Ransom has drawn rave reviews for his physicality in camp, for his willingness to stick his nose in against the run and make his presence felt with bone-jarring hits. The moment he really felt like he was back came early in camp, shortly after the pads came on, and Ransom ran the alley to make a stop of running back Evan Pryor in the hole.

Ransom feels like he’s operating from his more natural position of deep safety in Knowles’ defense after spending much of his first two years at Ohio State playing more of a slot corner role.

“I’ve been able to make plays because when I see it, I believe it,” Ransom said.

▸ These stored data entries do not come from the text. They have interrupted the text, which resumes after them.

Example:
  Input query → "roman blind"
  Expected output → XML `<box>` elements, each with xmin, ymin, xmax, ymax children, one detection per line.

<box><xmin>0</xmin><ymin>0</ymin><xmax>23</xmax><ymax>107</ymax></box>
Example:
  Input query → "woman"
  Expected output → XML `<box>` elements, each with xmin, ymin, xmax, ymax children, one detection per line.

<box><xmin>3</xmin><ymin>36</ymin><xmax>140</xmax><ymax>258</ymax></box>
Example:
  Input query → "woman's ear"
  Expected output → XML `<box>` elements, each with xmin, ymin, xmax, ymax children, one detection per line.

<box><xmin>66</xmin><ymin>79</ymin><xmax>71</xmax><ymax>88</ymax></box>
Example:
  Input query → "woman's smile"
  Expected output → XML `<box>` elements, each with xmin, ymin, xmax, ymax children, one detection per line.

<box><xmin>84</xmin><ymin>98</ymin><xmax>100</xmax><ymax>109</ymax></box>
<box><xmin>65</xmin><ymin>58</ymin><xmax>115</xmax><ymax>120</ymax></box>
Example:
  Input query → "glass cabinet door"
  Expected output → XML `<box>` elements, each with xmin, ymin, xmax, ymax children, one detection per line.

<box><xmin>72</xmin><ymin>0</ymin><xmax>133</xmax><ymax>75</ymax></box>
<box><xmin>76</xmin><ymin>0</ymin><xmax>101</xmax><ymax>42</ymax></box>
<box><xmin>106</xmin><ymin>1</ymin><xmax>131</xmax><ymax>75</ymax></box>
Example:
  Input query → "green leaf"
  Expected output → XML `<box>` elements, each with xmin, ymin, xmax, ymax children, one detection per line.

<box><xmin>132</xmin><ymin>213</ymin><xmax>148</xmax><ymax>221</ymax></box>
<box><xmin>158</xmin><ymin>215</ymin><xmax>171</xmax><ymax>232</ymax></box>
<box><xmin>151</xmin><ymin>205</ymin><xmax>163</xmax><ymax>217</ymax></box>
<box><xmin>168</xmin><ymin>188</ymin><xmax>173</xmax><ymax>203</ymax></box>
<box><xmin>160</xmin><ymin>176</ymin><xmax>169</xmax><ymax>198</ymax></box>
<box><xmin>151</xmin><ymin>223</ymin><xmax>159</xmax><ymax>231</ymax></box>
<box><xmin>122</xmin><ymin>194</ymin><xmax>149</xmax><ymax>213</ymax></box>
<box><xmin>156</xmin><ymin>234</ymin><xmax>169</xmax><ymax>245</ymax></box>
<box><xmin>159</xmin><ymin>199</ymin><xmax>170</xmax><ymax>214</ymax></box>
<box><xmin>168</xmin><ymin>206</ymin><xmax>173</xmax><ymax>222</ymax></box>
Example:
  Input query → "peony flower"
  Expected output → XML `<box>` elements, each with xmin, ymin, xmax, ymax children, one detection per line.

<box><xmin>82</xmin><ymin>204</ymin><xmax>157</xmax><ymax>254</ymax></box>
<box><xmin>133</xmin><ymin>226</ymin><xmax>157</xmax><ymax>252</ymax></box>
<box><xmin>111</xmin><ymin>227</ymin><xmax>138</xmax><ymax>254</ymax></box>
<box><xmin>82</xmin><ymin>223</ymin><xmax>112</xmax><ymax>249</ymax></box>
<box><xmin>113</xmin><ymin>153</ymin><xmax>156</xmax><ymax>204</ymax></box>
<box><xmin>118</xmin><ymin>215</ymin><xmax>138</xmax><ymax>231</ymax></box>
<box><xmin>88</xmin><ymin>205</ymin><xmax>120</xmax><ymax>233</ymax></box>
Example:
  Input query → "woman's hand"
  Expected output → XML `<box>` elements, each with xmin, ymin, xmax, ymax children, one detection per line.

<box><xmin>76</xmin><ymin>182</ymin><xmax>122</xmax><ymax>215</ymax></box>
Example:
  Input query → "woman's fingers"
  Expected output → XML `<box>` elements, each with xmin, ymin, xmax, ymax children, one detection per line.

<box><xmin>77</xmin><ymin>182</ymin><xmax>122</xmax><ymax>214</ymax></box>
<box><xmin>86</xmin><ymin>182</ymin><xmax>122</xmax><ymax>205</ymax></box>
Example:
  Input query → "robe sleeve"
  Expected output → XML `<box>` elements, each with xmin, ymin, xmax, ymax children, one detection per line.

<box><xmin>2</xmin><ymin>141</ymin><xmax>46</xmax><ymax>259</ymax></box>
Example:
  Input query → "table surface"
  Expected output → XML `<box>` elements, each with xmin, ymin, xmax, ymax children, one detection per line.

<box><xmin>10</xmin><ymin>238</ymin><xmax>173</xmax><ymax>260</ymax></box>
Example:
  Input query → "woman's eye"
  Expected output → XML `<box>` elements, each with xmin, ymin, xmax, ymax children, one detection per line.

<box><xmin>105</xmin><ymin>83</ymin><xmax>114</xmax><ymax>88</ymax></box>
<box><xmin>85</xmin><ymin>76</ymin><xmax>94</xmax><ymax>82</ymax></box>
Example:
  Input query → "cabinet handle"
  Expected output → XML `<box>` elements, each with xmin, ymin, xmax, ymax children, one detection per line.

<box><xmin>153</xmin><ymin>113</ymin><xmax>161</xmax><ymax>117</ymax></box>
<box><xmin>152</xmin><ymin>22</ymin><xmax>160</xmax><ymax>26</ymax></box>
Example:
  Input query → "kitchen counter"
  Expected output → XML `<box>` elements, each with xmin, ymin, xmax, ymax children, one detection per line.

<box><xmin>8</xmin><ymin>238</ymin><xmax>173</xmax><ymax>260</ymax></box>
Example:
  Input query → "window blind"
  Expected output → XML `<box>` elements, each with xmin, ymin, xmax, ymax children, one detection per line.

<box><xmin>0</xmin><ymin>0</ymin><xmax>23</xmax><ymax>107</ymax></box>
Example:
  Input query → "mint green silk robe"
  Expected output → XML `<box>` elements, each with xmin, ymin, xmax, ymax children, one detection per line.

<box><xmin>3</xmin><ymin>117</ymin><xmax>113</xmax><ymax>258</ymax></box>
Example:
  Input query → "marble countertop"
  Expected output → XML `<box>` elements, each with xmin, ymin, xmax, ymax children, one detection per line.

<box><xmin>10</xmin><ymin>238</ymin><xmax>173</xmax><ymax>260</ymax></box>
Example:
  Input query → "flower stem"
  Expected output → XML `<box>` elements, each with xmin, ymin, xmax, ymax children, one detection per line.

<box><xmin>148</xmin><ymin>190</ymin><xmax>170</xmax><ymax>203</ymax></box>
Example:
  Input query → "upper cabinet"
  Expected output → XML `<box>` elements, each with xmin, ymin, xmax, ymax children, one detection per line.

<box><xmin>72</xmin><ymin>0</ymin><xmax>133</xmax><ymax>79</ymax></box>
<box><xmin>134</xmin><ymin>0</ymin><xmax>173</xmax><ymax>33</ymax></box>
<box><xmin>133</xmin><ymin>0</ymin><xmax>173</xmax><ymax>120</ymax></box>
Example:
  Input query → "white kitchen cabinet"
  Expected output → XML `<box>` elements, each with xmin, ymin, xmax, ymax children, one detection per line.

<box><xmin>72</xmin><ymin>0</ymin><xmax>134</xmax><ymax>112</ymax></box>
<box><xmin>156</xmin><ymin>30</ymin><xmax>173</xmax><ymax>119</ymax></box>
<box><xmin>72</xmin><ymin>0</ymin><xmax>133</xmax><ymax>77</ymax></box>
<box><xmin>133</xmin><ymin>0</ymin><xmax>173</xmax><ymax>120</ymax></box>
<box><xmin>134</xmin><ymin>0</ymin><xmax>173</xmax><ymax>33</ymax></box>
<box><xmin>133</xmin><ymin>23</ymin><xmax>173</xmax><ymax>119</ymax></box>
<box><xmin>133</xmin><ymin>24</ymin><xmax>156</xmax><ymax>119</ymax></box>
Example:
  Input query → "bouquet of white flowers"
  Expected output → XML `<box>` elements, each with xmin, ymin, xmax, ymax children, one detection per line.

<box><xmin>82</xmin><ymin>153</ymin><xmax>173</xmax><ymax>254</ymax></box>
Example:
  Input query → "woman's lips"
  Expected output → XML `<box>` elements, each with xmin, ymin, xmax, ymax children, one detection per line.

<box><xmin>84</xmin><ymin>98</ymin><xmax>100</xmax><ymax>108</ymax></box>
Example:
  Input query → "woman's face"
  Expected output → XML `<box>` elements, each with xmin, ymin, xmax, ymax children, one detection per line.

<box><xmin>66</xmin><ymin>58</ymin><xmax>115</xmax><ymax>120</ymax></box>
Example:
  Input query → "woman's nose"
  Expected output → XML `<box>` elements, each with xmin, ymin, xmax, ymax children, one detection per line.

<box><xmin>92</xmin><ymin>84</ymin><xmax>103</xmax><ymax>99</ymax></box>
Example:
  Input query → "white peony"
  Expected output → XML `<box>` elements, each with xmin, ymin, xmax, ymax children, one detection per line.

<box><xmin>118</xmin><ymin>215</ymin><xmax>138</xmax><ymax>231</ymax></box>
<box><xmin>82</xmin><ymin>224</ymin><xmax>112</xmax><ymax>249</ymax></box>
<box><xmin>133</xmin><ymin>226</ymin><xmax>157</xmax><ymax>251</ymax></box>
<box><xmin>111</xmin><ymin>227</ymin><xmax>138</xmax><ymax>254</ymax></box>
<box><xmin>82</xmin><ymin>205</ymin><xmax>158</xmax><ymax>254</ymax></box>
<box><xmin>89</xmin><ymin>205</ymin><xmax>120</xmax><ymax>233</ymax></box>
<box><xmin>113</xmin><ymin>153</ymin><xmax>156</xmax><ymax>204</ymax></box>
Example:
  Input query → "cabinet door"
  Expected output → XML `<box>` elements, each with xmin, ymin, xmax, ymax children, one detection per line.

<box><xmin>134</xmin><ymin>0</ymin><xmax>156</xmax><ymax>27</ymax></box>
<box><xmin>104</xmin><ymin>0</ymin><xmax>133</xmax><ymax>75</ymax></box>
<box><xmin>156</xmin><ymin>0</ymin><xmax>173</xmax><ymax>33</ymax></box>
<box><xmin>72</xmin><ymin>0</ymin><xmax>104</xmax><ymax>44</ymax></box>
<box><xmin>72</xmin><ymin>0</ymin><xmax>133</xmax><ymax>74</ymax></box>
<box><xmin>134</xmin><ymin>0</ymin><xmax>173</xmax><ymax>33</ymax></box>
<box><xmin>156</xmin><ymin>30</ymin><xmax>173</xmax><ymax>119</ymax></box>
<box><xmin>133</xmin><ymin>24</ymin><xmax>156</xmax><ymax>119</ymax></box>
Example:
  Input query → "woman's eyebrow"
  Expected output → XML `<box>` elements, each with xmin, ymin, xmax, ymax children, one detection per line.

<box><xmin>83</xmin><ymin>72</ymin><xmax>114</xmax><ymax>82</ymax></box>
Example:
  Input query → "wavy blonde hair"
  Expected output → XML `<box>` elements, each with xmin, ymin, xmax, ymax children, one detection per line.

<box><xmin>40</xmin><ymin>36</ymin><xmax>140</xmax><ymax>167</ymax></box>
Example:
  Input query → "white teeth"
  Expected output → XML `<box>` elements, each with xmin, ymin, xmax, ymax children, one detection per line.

That’s what Knowles seems to like most about Ransom. He’s got a strong football IQ, something that improved this offseason when all he could do was hone in on the playbook and the intricacies of the game while unable to participate in on-field drills. He’s combined that increased knowledge with some natural instinct and spatial awareness. Now things seem to be clicking for Ransom in a way they hadn’t before.

“I came here to play free safety and this is the first time I’ve had the ability to play one of the deep safeties,” he said. “I was excited for the opportunity to show them what I could do.”

Ransom’s emergence combined with the return of Josh Proctor from injury does create a crowded picture at safety. Knowles and Eliano will look for ways to work in those two along with Hickman, Kourt Williams, Tanner McCalister and Cameron Martinez.

Three of them will start, others may have more situational roles.

Ransom has been pushing for a major role since camp started, but for now seems content with merely being available when that wasn’t a guarantee six months ago, and doing whatever he needs to do to help the defense take a step forward.

“I feel like that’s going to sort itself out,” he said. “Coaches are gonna put the best players on the field. Whoever they decide to play, they earned it. Whatever my role, whatever everyone else’s role is, let’s do that and try to win a national championship.”